Am Fahrstuhl angekommen öffnen sich sofort die Türen und wir können eintreten. Im Fahrstuhl lehne mich an eine der Wände. Mr.Wayne schaut zu mir herab, öffnet den Mund um etwas zu sagen, schließt ihn aber gleich wieder als sich die Türen öffnen und Leute einsteigen. Also verbringen wir die Fahrt schweigend bis sich die Aufzugstüren mit 'Plong' öffnen. Ok, war ein schlechter Witz. Es ertönt das normale 'Pling'.
Schande über mein Haupt.
Mr.Wayne und ich gehen, humpeln, stolpern, was auch immer, sucht euch was aus, aus dem Fahrstuhl zum Ausgang des Gebäudes.
Auch auf dem Weg nach draußen reden wir nicht.
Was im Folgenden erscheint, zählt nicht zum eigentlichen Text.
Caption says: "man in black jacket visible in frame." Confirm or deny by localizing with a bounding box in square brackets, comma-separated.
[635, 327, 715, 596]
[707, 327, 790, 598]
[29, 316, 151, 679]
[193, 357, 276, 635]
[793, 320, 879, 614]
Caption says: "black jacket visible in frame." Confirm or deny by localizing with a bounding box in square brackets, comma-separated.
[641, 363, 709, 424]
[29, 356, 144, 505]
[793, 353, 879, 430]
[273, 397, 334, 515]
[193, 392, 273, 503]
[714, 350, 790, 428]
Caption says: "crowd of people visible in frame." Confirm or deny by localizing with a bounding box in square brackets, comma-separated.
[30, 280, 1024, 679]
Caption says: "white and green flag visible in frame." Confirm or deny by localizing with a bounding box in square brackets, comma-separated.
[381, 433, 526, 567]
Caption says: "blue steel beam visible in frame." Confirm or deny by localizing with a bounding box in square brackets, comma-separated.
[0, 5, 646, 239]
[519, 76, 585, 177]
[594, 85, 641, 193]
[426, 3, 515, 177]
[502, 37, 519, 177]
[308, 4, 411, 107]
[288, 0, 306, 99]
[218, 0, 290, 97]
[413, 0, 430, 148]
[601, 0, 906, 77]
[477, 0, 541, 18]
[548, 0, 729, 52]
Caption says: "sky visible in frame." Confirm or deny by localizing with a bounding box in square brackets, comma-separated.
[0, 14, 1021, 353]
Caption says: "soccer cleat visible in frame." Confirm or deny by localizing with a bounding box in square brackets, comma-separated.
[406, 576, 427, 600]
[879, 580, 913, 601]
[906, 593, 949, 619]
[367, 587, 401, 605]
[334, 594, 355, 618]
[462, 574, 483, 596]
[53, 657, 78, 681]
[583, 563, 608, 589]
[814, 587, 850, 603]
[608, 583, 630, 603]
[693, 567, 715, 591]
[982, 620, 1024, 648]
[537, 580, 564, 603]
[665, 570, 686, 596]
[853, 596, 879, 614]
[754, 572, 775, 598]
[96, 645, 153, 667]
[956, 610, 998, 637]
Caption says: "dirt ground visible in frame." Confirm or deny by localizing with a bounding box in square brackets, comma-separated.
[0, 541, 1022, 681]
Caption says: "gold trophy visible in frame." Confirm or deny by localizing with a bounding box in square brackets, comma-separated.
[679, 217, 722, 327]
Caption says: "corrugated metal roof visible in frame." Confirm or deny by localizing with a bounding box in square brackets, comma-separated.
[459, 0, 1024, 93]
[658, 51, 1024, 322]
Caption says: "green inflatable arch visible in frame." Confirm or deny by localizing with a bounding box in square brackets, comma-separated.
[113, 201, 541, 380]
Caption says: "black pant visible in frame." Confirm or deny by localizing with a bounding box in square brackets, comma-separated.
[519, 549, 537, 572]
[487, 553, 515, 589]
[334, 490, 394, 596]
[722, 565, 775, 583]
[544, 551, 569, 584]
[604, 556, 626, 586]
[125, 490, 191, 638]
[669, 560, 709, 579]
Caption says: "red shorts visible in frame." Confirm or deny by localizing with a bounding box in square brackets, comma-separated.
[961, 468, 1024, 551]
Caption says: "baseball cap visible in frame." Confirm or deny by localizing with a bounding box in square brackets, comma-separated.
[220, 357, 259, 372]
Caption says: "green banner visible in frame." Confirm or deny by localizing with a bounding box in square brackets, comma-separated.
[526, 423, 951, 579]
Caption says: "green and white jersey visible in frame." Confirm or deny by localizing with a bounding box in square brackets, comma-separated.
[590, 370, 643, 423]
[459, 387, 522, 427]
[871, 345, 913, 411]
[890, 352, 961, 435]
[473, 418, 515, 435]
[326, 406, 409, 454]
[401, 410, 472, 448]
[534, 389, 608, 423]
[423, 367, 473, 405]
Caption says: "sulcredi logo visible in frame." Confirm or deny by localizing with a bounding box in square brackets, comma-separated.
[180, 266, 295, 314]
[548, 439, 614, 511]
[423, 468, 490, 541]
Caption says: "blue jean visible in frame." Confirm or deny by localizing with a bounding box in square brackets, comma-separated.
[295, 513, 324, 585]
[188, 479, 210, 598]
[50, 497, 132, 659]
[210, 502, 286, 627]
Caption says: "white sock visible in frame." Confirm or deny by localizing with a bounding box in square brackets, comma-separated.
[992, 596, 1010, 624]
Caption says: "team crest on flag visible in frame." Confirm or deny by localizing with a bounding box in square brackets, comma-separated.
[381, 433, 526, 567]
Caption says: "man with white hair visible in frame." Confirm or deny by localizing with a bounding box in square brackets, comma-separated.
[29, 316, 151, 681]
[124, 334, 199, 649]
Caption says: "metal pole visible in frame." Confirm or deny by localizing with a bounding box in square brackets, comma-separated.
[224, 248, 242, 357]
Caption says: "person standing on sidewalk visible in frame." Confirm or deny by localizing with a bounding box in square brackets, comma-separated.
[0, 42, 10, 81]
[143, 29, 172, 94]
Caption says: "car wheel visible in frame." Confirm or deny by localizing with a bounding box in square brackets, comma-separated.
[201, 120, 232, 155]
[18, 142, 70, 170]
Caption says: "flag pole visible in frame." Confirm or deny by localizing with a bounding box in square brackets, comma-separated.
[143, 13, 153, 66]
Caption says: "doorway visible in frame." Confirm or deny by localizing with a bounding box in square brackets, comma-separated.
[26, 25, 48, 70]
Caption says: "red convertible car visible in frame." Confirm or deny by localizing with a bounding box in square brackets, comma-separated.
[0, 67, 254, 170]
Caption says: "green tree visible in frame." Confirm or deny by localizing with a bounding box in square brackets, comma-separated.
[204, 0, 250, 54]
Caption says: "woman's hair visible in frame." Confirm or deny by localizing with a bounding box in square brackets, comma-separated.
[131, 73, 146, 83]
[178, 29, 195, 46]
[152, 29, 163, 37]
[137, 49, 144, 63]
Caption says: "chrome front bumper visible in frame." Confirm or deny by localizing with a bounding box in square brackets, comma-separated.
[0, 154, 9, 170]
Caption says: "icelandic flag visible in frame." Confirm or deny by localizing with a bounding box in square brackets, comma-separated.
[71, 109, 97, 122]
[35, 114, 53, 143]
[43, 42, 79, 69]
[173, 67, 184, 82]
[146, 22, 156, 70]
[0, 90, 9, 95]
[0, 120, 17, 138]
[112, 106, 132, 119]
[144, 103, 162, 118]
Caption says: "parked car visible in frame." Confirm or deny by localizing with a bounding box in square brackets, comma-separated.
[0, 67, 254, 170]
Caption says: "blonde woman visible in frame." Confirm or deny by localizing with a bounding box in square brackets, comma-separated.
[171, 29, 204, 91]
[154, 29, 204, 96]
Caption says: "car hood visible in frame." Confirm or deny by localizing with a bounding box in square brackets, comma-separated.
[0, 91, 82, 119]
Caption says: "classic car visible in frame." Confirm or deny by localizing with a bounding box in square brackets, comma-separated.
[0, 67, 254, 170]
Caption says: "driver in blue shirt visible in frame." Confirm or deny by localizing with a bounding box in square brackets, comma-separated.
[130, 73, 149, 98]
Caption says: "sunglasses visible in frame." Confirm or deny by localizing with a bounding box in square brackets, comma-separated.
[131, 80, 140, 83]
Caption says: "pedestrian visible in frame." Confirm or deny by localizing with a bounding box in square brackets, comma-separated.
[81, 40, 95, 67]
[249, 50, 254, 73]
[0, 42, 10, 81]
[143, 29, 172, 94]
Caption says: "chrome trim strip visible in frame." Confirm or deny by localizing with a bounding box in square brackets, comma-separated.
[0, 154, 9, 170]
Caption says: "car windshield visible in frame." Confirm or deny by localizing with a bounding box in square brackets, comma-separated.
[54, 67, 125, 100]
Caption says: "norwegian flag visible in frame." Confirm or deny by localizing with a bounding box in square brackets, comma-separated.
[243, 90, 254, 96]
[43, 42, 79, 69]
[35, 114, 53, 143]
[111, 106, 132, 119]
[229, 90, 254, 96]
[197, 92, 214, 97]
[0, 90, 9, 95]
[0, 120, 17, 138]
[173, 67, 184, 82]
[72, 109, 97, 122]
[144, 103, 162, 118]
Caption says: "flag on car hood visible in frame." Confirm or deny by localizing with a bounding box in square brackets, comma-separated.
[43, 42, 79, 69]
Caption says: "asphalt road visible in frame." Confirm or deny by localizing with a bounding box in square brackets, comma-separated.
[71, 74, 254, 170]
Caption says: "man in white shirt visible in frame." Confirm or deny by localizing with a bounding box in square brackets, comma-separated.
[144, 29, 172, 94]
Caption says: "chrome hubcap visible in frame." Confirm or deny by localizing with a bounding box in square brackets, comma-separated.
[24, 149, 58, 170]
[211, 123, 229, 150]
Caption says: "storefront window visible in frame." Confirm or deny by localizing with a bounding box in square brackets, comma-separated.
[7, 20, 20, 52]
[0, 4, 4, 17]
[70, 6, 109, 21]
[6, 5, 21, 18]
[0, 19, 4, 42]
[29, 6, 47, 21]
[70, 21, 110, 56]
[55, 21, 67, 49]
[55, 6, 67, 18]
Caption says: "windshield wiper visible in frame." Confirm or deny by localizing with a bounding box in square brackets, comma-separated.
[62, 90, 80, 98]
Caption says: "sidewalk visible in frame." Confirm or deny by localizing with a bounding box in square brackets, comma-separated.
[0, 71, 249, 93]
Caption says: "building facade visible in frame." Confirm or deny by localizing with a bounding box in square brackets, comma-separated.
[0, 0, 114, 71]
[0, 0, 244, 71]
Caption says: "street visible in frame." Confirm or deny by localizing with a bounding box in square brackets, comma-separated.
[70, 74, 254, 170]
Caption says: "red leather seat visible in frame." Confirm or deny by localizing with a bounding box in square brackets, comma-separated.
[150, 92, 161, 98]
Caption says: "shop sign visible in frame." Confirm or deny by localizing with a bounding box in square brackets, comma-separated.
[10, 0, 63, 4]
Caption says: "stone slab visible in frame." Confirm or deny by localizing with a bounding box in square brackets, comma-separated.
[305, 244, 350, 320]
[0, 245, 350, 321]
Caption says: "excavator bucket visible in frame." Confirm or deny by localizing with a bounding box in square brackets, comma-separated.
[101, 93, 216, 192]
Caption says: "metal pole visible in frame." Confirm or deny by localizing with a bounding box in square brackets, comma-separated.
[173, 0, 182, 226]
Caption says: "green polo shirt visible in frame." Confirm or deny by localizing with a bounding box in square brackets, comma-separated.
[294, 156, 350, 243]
Erst als wir am Auto ankommen, welches direkt vor dem Eingang des Gebäudes steht und mir der Chauffeur, der übrigens der Typ ist, der eben schon vor der Firma stand, die Tür des Audis öffnet, fängt er an zu reden. „Also dann Nick, ich darf doch Nick sagen oder? Ich hoffe, dass ich dich hier schnell wiedersehe. Und denk daran mich anzurufen, wenn du weißt wie es um dich steht ok?", klar...ich denk an nichts anderes. „Nennen Sie mich wie Sie wollen, ist mir eigentlich scheiß egal. Wobei ich meinen Namen eigentlich doch sehr mag, aaaalsooo bleiben Sie doch einfach bei Nick. Und ich melde mich natürlich sofort.", ich hab ja sonst nichts zu tun.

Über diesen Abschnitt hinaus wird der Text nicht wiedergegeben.